In [64]:
import pandas as pd
import os
from pathlib import Path

# top_level is where pyproject.toml is
while (Path.cwd() / "pyproject.toml").is_file() == False:
    os.chdir("..")

overlap_package = Path("data", "packages", "geographic_overlaps")
format = "{0}_{1}_combo_overlap.parquet"

In [25]:
# how many 2023 constituencies cross local authorities

df = pd.read_parquet(
    overlap_package / format.format("PARL25", "LAD23"), engine="pyarrow"
)
df["over_five"] = df["percentage_overlap_pop"] > 0.05

# limit to those with over 5% overlap
df = df[df["over_five"]]

pt = df.pivot_table(index="PARL25", values="LAD23", aggfunc="count", fill_value=0)

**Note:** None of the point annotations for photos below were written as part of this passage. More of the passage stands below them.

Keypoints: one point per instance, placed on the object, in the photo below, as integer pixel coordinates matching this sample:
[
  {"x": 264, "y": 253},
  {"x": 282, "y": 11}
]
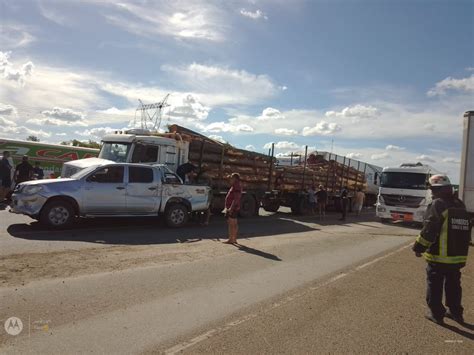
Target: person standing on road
[
  {"x": 232, "y": 207},
  {"x": 322, "y": 198},
  {"x": 359, "y": 201},
  {"x": 344, "y": 199},
  {"x": 185, "y": 172},
  {"x": 23, "y": 171},
  {"x": 444, "y": 242},
  {"x": 312, "y": 199},
  {"x": 37, "y": 171},
  {"x": 5, "y": 176}
]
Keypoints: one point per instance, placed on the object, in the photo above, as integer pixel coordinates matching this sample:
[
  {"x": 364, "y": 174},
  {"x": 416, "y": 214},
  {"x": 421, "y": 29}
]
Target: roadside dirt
[{"x": 19, "y": 269}]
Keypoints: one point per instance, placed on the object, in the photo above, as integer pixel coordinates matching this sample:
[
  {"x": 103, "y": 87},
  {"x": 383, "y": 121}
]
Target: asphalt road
[{"x": 133, "y": 286}]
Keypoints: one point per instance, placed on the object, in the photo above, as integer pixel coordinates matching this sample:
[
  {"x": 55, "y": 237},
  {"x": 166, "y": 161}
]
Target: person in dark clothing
[
  {"x": 37, "y": 171},
  {"x": 5, "y": 176},
  {"x": 344, "y": 203},
  {"x": 184, "y": 170},
  {"x": 322, "y": 198},
  {"x": 23, "y": 171},
  {"x": 444, "y": 242}
]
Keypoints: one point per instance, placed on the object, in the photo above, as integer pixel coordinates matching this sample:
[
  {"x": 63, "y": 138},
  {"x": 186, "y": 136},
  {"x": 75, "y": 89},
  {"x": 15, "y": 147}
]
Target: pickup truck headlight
[{"x": 31, "y": 190}]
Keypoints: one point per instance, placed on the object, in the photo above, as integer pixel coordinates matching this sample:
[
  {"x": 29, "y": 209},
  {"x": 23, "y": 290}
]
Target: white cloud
[
  {"x": 220, "y": 85},
  {"x": 322, "y": 128},
  {"x": 6, "y": 109},
  {"x": 355, "y": 112},
  {"x": 271, "y": 113},
  {"x": 425, "y": 158},
  {"x": 10, "y": 72},
  {"x": 216, "y": 127},
  {"x": 13, "y": 35},
  {"x": 217, "y": 138},
  {"x": 6, "y": 123},
  {"x": 254, "y": 15},
  {"x": 186, "y": 107},
  {"x": 64, "y": 114},
  {"x": 285, "y": 132},
  {"x": 283, "y": 145},
  {"x": 452, "y": 160},
  {"x": 451, "y": 84},
  {"x": 96, "y": 133},
  {"x": 394, "y": 147},
  {"x": 380, "y": 156},
  {"x": 192, "y": 20},
  {"x": 10, "y": 129},
  {"x": 354, "y": 155}
]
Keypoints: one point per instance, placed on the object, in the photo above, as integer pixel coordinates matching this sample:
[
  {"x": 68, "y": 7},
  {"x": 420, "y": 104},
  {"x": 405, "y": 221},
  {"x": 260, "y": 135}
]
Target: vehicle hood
[
  {"x": 47, "y": 182},
  {"x": 85, "y": 163}
]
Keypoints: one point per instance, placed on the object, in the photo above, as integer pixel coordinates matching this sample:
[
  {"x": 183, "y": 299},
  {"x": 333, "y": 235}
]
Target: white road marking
[
  {"x": 187, "y": 344},
  {"x": 382, "y": 257}
]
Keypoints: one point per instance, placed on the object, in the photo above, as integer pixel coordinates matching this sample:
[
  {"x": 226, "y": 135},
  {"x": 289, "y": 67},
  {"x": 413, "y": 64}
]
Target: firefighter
[{"x": 444, "y": 243}]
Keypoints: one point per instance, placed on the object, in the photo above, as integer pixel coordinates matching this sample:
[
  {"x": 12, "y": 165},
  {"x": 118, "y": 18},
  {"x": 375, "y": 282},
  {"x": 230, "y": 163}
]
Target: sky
[{"x": 385, "y": 82}]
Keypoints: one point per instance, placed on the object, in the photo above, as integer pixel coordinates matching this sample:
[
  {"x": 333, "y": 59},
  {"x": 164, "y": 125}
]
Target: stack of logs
[
  {"x": 331, "y": 174},
  {"x": 217, "y": 161}
]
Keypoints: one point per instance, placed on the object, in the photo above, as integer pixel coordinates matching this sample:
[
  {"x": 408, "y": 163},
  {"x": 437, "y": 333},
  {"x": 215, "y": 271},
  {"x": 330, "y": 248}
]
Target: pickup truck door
[
  {"x": 104, "y": 192},
  {"x": 143, "y": 190}
]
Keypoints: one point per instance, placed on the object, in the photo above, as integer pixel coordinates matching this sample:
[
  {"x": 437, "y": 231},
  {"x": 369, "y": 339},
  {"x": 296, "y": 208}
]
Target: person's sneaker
[
  {"x": 455, "y": 317},
  {"x": 434, "y": 319}
]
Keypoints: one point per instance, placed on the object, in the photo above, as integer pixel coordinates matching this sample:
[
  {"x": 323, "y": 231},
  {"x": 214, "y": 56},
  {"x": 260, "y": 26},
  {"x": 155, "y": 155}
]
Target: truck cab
[
  {"x": 135, "y": 146},
  {"x": 403, "y": 193}
]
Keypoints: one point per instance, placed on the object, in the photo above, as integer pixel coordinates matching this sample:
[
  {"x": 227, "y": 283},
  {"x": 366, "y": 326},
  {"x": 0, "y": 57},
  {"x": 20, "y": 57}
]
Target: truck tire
[
  {"x": 248, "y": 206},
  {"x": 301, "y": 206},
  {"x": 176, "y": 215},
  {"x": 57, "y": 214},
  {"x": 271, "y": 206}
]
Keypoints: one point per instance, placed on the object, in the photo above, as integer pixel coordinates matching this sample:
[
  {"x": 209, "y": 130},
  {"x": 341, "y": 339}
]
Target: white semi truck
[
  {"x": 466, "y": 182},
  {"x": 404, "y": 193}
]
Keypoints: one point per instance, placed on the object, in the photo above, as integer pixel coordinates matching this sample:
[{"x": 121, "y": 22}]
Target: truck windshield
[
  {"x": 404, "y": 180},
  {"x": 117, "y": 152}
]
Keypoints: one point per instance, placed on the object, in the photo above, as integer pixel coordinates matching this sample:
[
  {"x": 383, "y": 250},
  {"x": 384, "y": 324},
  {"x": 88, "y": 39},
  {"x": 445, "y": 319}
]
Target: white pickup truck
[{"x": 111, "y": 190}]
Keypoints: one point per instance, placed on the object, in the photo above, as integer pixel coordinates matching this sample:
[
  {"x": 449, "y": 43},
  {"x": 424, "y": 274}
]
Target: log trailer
[{"x": 266, "y": 183}]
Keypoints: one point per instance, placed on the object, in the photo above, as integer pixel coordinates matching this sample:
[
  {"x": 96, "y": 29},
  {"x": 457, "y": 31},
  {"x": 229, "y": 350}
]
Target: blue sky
[{"x": 382, "y": 81}]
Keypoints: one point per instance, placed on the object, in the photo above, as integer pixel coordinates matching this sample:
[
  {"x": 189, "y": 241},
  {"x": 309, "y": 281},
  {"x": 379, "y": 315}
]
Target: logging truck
[{"x": 266, "y": 183}]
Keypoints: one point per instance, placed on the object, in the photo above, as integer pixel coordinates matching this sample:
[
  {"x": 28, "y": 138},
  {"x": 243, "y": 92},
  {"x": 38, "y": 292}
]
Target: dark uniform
[
  {"x": 344, "y": 203},
  {"x": 444, "y": 242}
]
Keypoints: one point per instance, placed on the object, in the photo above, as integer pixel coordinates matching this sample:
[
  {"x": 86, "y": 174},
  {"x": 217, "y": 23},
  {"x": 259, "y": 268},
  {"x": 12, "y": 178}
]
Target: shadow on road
[
  {"x": 257, "y": 252},
  {"x": 459, "y": 331},
  {"x": 150, "y": 230}
]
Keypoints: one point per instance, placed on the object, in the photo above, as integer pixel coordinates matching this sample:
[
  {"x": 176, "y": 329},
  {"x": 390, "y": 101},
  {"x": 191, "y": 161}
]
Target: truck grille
[{"x": 402, "y": 201}]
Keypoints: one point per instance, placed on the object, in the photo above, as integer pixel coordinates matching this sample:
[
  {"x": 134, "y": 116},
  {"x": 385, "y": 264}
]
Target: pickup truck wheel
[
  {"x": 248, "y": 206},
  {"x": 57, "y": 214},
  {"x": 176, "y": 215}
]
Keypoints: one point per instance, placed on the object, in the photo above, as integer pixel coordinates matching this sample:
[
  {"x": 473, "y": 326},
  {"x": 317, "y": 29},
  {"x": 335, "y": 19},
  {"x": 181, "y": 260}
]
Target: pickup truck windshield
[
  {"x": 117, "y": 152},
  {"x": 404, "y": 180}
]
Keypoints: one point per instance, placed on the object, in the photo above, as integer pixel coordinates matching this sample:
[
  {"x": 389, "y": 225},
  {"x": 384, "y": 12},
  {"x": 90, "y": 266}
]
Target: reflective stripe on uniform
[
  {"x": 443, "y": 236},
  {"x": 423, "y": 241},
  {"x": 445, "y": 259}
]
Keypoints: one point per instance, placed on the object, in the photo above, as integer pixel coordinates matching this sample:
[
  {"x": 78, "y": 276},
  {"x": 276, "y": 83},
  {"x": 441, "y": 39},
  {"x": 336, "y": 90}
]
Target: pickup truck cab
[{"x": 111, "y": 190}]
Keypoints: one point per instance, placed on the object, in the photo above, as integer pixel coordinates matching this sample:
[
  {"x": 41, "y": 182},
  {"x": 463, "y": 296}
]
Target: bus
[{"x": 50, "y": 156}]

new_counts = pt["LAD23"].value_counts()
new_counts

1    404
2    220
3     26
Name: LAD23, dtype: int64

In [26]:
# how many 2010 constituencies cross local authorities

df = pd.read_parquet(
    overlap_package / format.format("PARL10", "LAD23"), engine="pyarrow"
)
df["over_five"] = df["percentage_overlap_pop"] > 0.05
# limit to those with over 5% overlap
df = df[df["over_five"]]

pt = df.pivot_table(index="PARL10", values="LAD23", aggfunc="count", fill_value=0)

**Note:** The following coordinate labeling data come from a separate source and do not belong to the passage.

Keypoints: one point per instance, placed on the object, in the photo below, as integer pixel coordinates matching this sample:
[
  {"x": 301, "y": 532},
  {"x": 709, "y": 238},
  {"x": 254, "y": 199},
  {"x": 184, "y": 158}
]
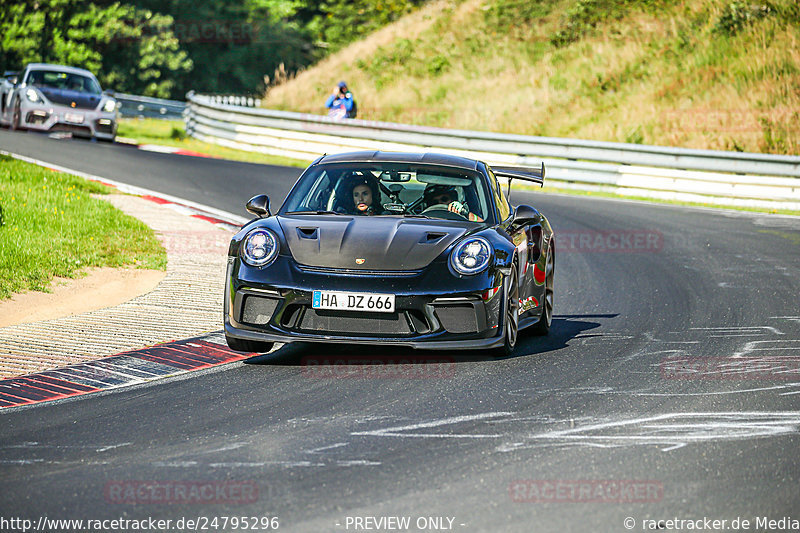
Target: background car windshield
[
  {"x": 396, "y": 190},
  {"x": 63, "y": 80}
]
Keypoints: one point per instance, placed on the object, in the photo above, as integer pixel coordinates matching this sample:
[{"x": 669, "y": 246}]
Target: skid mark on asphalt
[
  {"x": 128, "y": 368},
  {"x": 667, "y": 431}
]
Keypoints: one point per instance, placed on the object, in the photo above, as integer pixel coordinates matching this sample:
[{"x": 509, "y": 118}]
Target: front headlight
[
  {"x": 32, "y": 95},
  {"x": 260, "y": 247},
  {"x": 471, "y": 256}
]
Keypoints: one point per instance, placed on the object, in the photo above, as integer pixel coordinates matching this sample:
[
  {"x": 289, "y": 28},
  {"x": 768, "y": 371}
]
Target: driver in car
[{"x": 447, "y": 196}]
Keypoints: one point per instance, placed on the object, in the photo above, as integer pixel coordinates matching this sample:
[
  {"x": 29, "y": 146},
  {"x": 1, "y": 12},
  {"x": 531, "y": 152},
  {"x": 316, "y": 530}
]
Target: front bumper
[
  {"x": 81, "y": 122},
  {"x": 434, "y": 309}
]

old_counts = pt["LAD23"].value_counts()
old_counts

1    478
2    155
3     16
4      1
Name: LAD23, dtype: int64

In [42]:
combo = (
    pd.DataFrame({"2010_cons": old_counts, "2025_cons": new_counts})
    .fillna(0)
    .astype(int)
)
combo

Unnamed: 0,2010_cons,2025_cons
1,478,404
2,155,220
3,16,26
4,1,0


In [46]:
percent_combo = (combo / 650).applymap(lambda x: "{0:.0f}%".format(x * 100))
# format as percentage
percent_combo

Unnamed: 0,2010_cons,2025_cons
1,74%,62%
2,24%,34%
3,2%,4%
4,0%,0%


In [50]:
# combine both tables so we have the raw number then the percentage
# of overlap between the two tables
# name index "overlap with 2023 LADs"
final = combo.join(percent_combo, rsuffix="%")
final = final.reset_index()
final = final.rename(columns={"index": "overlap with 2023 LADs"})
final.to_csv(Path("data", "interim", "overlap.csv"), index=False)
final

Unnamed: 0,overlap with 2023 LADs,2010_cons,2025_cons,2010_cons%,2025_cons%
0,1,478,404,74%,62%
1,2,155,220,24%,34%
2,3,16,26,2%,4%
3,4,1,0,0%,0%


In [90]:
# minority population - people with a different MP to most of their area

dfs = []

for parl in ["PARL10", "PARL25"]:
    for threshold in [0.5]:

        df = pd.read_parquet(
            overlap_package / format.format(parl, "LAD23"), engine="pyarrow"
        )

        # sort by PARL25 and then decending by percentage_overlap_pop

        df["less_than_threshold"] = df["percentage_overlap_pop"] < threshold
        df = df.rename(columns={"overlap_pop": parl})

        pt = df.pivot_table(
            columns="less_than_threshold", values=parl, aggfunc="sum"
        ).reset_index()
        pt = pt.rename(columns={"index": "parl"})

        pt["total"] = pt[True] + pt[False]
        # rotate the table
        pt["True_per"] = pt[True] / pt["total"]
        pt["False_per"] = pt[False] / pt["total"]
        pt["threshold"] = threshold
        # move threshold column to second position
        cols = list(pt.columns)
        cols = [cols[-1]] + cols[:-1]
        pt = pt[cols]
        dfs.append(pt)

df = pd.concat(dfs).sort_values(["threshold", "parl"])  # type: ignore
df

less_than_threshold,threshold,parl,False,True,total,True_per,False_per
0,0.5,PARL10,61517372.63,5253884.51,66771257.14,0.078685,0.921315
0,0.5,PARL25,59174291.55,7605681.79,66779973.34,0.113892,0.886108


In [None]:
# change from 8 to 11% in minority area.
# Interesting, but not sure how to interpret it.